Contrario a los pronósticos insistentes de la oposición, el proyecto de la Cuarta Transformación no entró en una etapa de ruptura, mucho menos de desgaste. Lo que se ha visto, por el contrario, es un ejercicio de continuidad con identidad propia. Una continuidad sostenida en pilares fundamentales: resultados tangibles, coherencia y un entendimiento claro de la realidad social del país. De ahí que la aprobación se mantenga alta, reflejo de una relación sólida con la ciudadanía.
Uno de los logros más visibles de 2025 ha sido la estabilidad política en un escenario internacional particularmente complejo. En medio de tensiones geopolíticas, conflictos armados y reacomodos económicos globales, México ha logrado proyectar certidumbre. La Presidenta Claudia Sheinbaum ha desempeñado un papel fundamental en esta tarea, defendiendo la soberanía nacional sin aislar al país, y posicionándolo como un actor con voz propia pero comprometido con la cooperación multilateral.
Algo muy importante de mencionar es que la imagen internacional de México no puede explicarse solo por la diplomacia formal o los indicadores macroeconómicos. Hay un factor menos visible, pero muy importante: el respaldo popular al proyecto de nación. Contar con apoyo popular fortalece la capacidad del Estado para negociar, resistir presiones externas y sostener un rumbo propio.

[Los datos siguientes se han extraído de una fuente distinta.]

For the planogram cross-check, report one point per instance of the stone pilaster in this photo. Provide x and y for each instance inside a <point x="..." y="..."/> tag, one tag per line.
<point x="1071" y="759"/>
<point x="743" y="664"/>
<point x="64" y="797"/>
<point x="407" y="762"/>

La alta aprobación de la Presidenta Claudia Sheinbaum es también, la aprobación de un proyecto de nación que ha puesto en el centro a sectores históricamente desplazados y olvidados: jóvenes, personas adultas mayores, madres solteras, estudiantes, trabajadores. Esa lógica se refleja en decisiones concretas: la preservación de los programas sociales, el impulso a la soberanía alimentaria y energética, la atención a las causas de la violencia, las reformas laborales que reconocen derechos a sectores como los trabajadores de plataformas digitales, la reducción del tráfico de fentanilo, la construcción y modernización de puertos, el aumento al salario mínimo, el fortalecimiento del sistema de salud y el reconocimiento de los derechos de los pueblos indígenas, entre otros avances.
El legado de López Obrador es evidente en la concepción del Estado como garante del bienestar y como actor central en la vida pública. Sin embargo, la Dra. Claudia Sheinbaum ha aportado una visión propia, con un énfasis técnico y científico que ha dado a esta etapa un carácter particular. La continuidad, lejos de ser repetición, se ha convertido en una obra con sello propio.

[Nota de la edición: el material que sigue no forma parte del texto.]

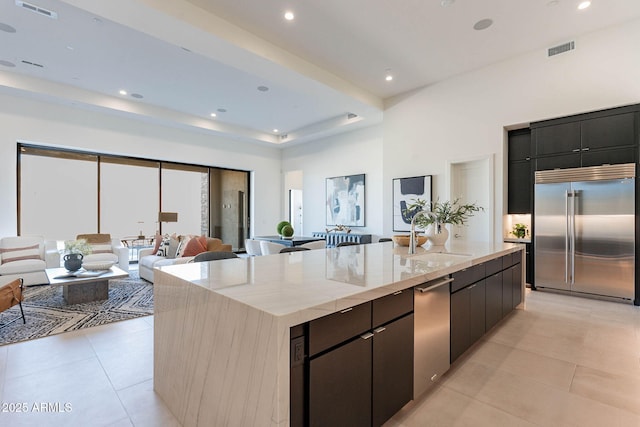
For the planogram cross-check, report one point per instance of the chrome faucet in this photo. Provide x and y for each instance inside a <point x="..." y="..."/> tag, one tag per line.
<point x="412" y="237"/>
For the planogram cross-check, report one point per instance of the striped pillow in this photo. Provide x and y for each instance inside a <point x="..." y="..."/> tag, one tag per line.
<point x="101" y="248"/>
<point x="17" y="254"/>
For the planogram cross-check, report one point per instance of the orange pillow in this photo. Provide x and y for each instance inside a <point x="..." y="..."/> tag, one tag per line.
<point x="156" y="244"/>
<point x="195" y="246"/>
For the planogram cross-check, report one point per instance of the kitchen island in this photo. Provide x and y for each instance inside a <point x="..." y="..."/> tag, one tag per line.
<point x="222" y="328"/>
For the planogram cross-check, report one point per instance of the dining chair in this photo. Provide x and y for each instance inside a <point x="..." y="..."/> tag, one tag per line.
<point x="294" y="249"/>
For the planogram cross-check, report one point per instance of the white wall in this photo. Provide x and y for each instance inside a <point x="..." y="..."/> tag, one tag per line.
<point x="352" y="153"/>
<point x="32" y="121"/>
<point x="464" y="118"/>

Así, el 2025 deja claro que el cambio iniciado en 2018 no solo sigue vigente, sino que ha entrado en una fase de mayor madurez política. Y eso explica, para quienes buscan entenderlo más allá del ruido, por qué la Presidenta mantiene un respaldo social amplio, incluso en un contexto con nuevos retos de alta exigencia.
Hacer un balance de este año no es un acto de autocomplacencia, sino de responsabilidad histórica. Nombrar los avances del primer año de Claudia Sheinbaum es aceptar que los cambios estructurales no se construyen en un solo sexenio ni dependen de una sola figura, sino de una continuidad política sostenida por el respaldo popular y la conciencia colectiva.
Mirar hacia atrás, en este cierre de año (aparte de causar un poquito de nostalgia), implica orientación. Saber de dónde venimos ayuda a entender hacia dónde vamos. En tiempos donde ciertos sectores apuestan por la ruptura, la desinformación, la desmemoria y la miopía, detenerse a hacer balance también es un acto político y revolucionario: reafirma convicciones, permite ajustar el rumbo y recuerda que la transformación, más que una promesa, es un proceso que está en marcha.
Gracias 2025, por ser un año de retos, de análisis y momentos históricos.
No dejaremos de luchar en el 2026. ¡Feliz año nuevo a todxs!